I almost cancelled today's Monday Music because of the weather "event" currently sweeping across the UK. Yes, we had some snow and, as per usual, it sent everyone into hysteria bordering on the insane or hysteria bordering on the inane depending on which side of the river you camp. The travel networks struggled, and in some cases, buckled under the weight of the hordes of journalists and camera crews trying to get around to report on it. Even London Mayor, Boris Johnson weighed in with something on the subject of travel and commuting but I suspect it was more inane than insane, which for him is quite a change. Keep it up, Boris. I personally would love to hear you talk about inane things, such as planning regulations for garden gnomes, the removal of chewing gum from the underside of school desks, adverts on buses, and so on. Just as long as it keeps you away from the really important things. Please.
Thankfully, my own "journey to work" is immune to the ravages of the weather. The most hazardous obstacle I have to overcome is the rather low beam in the ceiling at the bottom of my stairs. And most days I manage that without too many problems.
Anyway, here's today's music which is a track called "An Interrogation" by Keef Baker from his excellent and varied album "Redeye".
Very mellow, I think you'll agree...?
http://www.last.fm/music/Keef+Baker/_/An+Interrogation?autostart
And just to prove that I am not totally immune to the childish pleasures which snow brings (I actually love the snow! Ahem!) here are some photos that I have taken over the last couple of days of snowfall.
Have a great week...
Today is a special day. It's not only Martin Luther King Day in the United States and it's the eve of the day of the inauguration of their next president, but it is also, according to researchers here in the UK, the most depressing day of the year. I suppose it's around now that the buzz of Christmas and New Year has worn off, work commitments are brought home and the postman brings the next round of bills. I bet the weather is involved somewhere along the line too. So, it's not meant to be the greatest of days, but let's not succumb to it. Gird up your loins. Stiffen that upper lip. Pull up your socks. Brace yourself. Grasp the nettle with both hands. And if you're still able to do so, get your head down and your nose to the grindstone. We'll get through it.

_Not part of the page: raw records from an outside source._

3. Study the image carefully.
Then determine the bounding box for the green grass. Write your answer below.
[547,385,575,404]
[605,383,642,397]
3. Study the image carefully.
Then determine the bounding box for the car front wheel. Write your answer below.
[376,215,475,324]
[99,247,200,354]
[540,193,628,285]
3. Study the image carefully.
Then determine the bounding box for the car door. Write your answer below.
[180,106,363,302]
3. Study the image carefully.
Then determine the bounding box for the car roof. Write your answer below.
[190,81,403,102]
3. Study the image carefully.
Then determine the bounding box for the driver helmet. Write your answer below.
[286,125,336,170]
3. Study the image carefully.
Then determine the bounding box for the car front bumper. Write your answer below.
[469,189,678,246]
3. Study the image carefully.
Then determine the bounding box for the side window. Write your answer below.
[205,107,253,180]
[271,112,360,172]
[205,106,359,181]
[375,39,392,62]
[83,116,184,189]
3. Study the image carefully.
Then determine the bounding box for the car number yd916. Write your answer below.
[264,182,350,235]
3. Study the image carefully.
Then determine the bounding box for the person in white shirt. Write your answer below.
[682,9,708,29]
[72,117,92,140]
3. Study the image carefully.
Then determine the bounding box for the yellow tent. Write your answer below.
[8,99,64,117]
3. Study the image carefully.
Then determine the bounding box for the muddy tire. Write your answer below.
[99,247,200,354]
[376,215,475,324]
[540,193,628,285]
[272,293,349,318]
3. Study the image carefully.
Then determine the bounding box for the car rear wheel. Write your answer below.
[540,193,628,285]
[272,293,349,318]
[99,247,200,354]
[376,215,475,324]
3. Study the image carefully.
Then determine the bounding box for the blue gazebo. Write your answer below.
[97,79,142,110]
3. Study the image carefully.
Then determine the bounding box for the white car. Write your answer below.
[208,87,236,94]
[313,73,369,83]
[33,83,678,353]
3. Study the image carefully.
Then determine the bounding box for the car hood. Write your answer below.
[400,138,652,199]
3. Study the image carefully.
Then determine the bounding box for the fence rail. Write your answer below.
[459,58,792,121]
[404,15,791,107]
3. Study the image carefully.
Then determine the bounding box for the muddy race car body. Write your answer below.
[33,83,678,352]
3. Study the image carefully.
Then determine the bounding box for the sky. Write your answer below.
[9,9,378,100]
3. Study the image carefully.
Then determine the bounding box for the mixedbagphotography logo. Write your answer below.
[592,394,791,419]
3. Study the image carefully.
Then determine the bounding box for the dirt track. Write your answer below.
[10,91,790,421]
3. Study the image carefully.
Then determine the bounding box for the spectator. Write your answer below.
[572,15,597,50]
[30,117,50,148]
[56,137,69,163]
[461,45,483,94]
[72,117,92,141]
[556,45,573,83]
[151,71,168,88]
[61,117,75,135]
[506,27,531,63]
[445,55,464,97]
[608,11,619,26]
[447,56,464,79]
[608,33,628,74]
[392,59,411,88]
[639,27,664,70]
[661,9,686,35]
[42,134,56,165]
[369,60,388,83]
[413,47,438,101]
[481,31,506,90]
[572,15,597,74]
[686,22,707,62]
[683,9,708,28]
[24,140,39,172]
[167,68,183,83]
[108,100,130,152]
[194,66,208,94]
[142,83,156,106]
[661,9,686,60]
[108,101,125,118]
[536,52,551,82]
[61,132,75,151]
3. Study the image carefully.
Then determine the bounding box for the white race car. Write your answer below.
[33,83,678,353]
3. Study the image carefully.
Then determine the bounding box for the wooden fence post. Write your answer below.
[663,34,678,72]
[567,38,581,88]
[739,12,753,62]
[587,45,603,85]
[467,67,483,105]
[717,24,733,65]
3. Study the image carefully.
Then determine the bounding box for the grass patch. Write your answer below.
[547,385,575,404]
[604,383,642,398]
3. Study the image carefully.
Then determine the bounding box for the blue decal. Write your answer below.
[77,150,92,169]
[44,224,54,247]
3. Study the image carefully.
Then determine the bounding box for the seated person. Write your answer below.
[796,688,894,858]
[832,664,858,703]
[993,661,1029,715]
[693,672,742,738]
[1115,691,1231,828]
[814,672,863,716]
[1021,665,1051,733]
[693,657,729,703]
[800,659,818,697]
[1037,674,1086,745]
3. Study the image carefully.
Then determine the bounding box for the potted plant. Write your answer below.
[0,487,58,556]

Or, we won't.
Either way, here's a wonderful track which isn't at all depressing, but has an interesting title.
This should send us on our way either to oblivion or to an altogether more desirable destination in good stead and with fine music in our ears.
The track is from perhaps Switzerland's finest export, Stendeck, although Toblerone might come a close second. I've featured Stendeck previously on Monday Music so, as you might gather, I'm a bit of a fan... I've not featured Toblerone in any previous Monday Music posts. But I don't rule it out.